Abu Dhabi Islamic Bank, the biggest Sharia-compliant lender in the emirate, launched a digital-only bank to tap into the UAE’s growing segment of tech-savvy youths.
The bank, known as Amwali (which means my money in Arabic), will sign up Generation Z youths between the ages of eight and 18 through a smartphone app that comes with a debit card that can be connected to Apple Pay and other mobile wallets.
“We are putting a lot of emphasis on youths at ADIB as they form such a strong part of the future of this country … we are excited to present a programme to financially empower the generation that will shape the UAE’s next 50 years,” said Raweya Al Qader, head of youth banking at ADIB.
Millennials and their younger cohort will reshape the financial industry in their tech-savvy, mobile-first image, with ramifications for all consumers, companies and investors, according to Morgan Stanley.
The rise of FinTech companies, an increasingly digital-savvy consumer base and a jump in digital services have forced banks globally to invest in digitisation.
The Covid-19 pandemic, which led to lockdowns and social distancing around the world, hastened the move into digital services as consumers switched to cashless payments and online shopping.
Digital-only banks are not a new concept in the UAE. In the first half of 2017, Emirates NBD launched Liv. bank, which is aimed millennials. Mashreq, Dubai’s oldest lender, also unveiled Mashreq Neo in the same year.
However, independent digital banks are also entering the market, including Al Maryah Community Bank, which secured a licence from the UAE Central Bank in April this year.
This was followed by the launch of the UAE’s first independent digital bank, Zand, which caters to retail and corporate clients.
ADQ, the conglomerate that owns Abu Dhabi government stakes in a range of businesses, last year revealed plans to set up a digital bank in the UAE using a legacy banking licence held by First Abu Dhabi Bank.
Through ADIB’s Amwali app, which is controlled by parents, young customers will be able to create savings goals, receive regular allowances from their parents, send money to friends and family, and also have access to range of financial tools and knowledge resources to help them learn smart money skills.
“Our research shows that many UAE millennials and Gen Zs are looking for a dedicated digital channel that truly delivers their banking needs and financial goals,” Ms Al Qader said.
“They have grown accustomed to fast-paced and digital interactions that offer convenience and mobility, especially as we progress towards a more technology-led and cashless society.”
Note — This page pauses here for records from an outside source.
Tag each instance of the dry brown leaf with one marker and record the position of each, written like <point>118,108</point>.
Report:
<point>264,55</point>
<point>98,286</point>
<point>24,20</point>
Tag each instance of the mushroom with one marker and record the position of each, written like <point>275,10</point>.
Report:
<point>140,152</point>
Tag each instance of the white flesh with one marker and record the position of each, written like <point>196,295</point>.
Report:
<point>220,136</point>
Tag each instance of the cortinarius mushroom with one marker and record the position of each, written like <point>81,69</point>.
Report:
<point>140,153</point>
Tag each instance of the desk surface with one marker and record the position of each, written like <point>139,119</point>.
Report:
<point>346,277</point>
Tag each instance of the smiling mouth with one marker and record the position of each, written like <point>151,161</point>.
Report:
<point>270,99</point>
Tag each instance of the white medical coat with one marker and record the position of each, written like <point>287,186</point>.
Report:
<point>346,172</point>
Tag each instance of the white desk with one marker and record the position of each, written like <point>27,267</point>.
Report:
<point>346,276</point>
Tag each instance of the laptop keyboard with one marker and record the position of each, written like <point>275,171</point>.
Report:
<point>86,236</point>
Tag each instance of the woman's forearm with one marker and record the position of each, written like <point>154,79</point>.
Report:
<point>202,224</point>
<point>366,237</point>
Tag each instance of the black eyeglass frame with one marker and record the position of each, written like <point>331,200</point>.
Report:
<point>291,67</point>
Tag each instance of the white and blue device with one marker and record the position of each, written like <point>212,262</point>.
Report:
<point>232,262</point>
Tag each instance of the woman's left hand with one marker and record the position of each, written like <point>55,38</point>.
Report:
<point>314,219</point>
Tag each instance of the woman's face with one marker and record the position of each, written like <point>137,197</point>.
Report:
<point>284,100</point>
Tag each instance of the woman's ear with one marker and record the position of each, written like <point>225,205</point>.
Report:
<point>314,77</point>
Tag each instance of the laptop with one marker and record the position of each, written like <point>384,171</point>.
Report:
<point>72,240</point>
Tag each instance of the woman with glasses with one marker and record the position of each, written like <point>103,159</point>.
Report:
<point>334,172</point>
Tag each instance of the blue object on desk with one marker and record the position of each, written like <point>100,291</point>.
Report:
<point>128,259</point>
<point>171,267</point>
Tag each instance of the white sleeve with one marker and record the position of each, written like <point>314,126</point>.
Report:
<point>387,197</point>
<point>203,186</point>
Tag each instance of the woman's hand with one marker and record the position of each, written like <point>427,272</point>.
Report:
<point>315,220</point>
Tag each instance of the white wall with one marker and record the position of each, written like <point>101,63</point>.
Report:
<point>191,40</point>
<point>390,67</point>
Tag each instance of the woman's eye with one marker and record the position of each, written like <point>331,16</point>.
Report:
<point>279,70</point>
ADIB developed Amwali with the help of the Founders Club, a group of young Emiratis and their parents, to identify their digital banking priorities, such as access to financial knowledge and personalised offers that fit their lifestyles.
According to a 2019 financial literacy survey by Visa, 43 per cent of respondents in the UAE aged between 16 and 24, said they are not ready to manage their own money, while 53 per cent said schools did not prepare them enough to take care of their finances.
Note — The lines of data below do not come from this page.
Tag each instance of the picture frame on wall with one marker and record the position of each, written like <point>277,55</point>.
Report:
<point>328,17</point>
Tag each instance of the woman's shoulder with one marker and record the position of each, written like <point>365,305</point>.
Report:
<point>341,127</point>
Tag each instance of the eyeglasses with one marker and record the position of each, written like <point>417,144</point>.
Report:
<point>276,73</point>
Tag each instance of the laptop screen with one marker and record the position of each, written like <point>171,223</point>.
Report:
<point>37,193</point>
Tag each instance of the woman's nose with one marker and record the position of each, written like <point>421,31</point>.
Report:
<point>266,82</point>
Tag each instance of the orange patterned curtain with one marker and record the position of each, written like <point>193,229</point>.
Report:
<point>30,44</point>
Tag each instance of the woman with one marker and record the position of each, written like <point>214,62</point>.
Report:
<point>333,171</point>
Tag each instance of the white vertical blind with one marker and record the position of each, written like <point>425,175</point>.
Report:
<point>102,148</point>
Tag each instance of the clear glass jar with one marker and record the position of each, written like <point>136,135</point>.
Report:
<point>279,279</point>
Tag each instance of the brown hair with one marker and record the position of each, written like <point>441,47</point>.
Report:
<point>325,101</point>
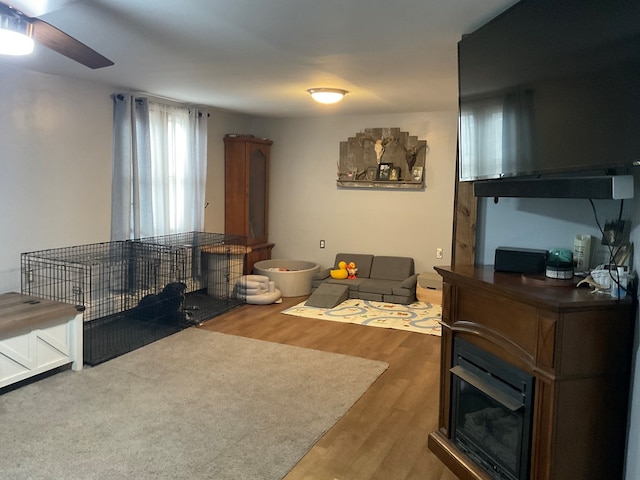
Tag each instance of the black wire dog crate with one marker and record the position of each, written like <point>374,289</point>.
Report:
<point>134,292</point>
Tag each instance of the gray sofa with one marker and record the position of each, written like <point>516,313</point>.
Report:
<point>379,278</point>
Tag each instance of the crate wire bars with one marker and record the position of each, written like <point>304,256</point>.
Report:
<point>121,286</point>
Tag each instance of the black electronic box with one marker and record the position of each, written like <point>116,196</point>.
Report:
<point>521,260</point>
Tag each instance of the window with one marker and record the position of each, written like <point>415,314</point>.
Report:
<point>159,169</point>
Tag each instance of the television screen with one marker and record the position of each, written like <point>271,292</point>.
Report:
<point>551,86</point>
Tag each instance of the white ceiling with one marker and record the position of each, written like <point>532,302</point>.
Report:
<point>260,56</point>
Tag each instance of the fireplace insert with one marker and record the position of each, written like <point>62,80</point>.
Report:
<point>491,412</point>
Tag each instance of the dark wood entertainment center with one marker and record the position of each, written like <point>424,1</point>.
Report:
<point>577,345</point>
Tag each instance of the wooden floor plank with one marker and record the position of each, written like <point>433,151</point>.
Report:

“Parents in the UAE are looking for ways to help their children manage their money as they take charge of their financial future and we listened to their feedback,” Ms Al Qader said.
“With Amwali, we fill this gap by integrating financial literacy, budget control and banking services in a simple, convenient and digitised banking experience. Through this innovative solution, we hope to empower the UAE’s next generation at an early age.”
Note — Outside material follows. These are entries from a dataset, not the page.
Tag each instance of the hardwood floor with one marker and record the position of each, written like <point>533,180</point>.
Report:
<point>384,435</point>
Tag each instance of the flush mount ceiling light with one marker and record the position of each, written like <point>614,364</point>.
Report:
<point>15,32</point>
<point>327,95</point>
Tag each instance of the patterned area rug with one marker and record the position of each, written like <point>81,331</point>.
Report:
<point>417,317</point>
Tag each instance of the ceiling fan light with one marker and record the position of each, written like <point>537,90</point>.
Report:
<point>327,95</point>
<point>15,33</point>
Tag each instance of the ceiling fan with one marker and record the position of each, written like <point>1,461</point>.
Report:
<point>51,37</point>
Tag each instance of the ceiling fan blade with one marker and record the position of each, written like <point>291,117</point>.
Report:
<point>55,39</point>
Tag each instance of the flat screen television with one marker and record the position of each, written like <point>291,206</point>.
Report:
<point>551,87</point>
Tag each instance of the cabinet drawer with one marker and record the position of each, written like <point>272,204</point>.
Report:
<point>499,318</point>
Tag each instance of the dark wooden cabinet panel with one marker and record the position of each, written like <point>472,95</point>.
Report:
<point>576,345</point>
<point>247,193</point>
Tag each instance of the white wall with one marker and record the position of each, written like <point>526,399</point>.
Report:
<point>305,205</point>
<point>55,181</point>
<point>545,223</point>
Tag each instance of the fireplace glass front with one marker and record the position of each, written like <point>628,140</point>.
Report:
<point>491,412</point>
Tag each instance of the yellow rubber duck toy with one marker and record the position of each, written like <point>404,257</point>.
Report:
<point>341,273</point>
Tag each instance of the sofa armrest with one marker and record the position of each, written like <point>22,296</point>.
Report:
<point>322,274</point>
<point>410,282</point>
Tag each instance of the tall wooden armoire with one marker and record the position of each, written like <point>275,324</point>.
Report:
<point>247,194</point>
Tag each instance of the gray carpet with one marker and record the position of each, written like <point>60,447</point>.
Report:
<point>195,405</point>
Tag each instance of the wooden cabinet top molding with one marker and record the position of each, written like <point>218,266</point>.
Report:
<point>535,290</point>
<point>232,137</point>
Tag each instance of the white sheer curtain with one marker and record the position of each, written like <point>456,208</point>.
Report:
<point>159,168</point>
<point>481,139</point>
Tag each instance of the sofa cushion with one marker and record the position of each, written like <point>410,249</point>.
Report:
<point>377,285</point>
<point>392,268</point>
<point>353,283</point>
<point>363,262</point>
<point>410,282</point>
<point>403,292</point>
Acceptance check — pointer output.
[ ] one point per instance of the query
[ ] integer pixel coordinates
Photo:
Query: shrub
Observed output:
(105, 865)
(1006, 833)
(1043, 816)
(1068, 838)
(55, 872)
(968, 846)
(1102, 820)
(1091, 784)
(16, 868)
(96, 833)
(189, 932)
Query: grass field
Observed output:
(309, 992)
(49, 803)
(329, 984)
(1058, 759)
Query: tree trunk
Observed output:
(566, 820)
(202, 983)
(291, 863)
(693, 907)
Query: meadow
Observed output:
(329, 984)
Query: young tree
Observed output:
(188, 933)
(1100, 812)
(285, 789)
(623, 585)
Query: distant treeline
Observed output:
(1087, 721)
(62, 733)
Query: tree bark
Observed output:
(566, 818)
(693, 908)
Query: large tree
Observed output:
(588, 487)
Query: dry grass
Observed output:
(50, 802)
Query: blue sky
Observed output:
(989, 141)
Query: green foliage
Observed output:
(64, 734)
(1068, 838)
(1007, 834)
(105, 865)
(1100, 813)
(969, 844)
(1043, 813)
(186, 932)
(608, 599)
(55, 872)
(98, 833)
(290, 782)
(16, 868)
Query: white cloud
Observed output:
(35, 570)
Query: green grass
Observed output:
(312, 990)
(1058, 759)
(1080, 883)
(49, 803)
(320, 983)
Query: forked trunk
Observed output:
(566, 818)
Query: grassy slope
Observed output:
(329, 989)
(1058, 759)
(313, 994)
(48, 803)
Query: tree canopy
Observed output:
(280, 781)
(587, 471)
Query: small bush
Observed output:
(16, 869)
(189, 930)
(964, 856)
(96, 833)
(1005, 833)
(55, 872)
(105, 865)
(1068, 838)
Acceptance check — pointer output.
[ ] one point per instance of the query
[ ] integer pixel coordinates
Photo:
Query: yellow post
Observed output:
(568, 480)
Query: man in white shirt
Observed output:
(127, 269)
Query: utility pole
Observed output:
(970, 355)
Parents with an ADIB account can open an Amwali account on their smartphone through the bank's mobile app. Once activated, the child can download the app on their own smartphone and access the account. They can also choose their own debit card design.
ADIB is planning to unveil more features on Amwali, including provisions that allow children to earn extra allowances by completing tasks set by their parents. It will also introduce videos and gamify the financial learning process, enabling children to earn points as they complete courses.
“We now have over 100,000 customers under the age of 24 banking with us and our goal is to expand youth access to personalised and safe financial products and services, as well as to empower them to establish a disciplined culture with regards to managing their finances,” Philip King, ADIB's global head of retail banking, said.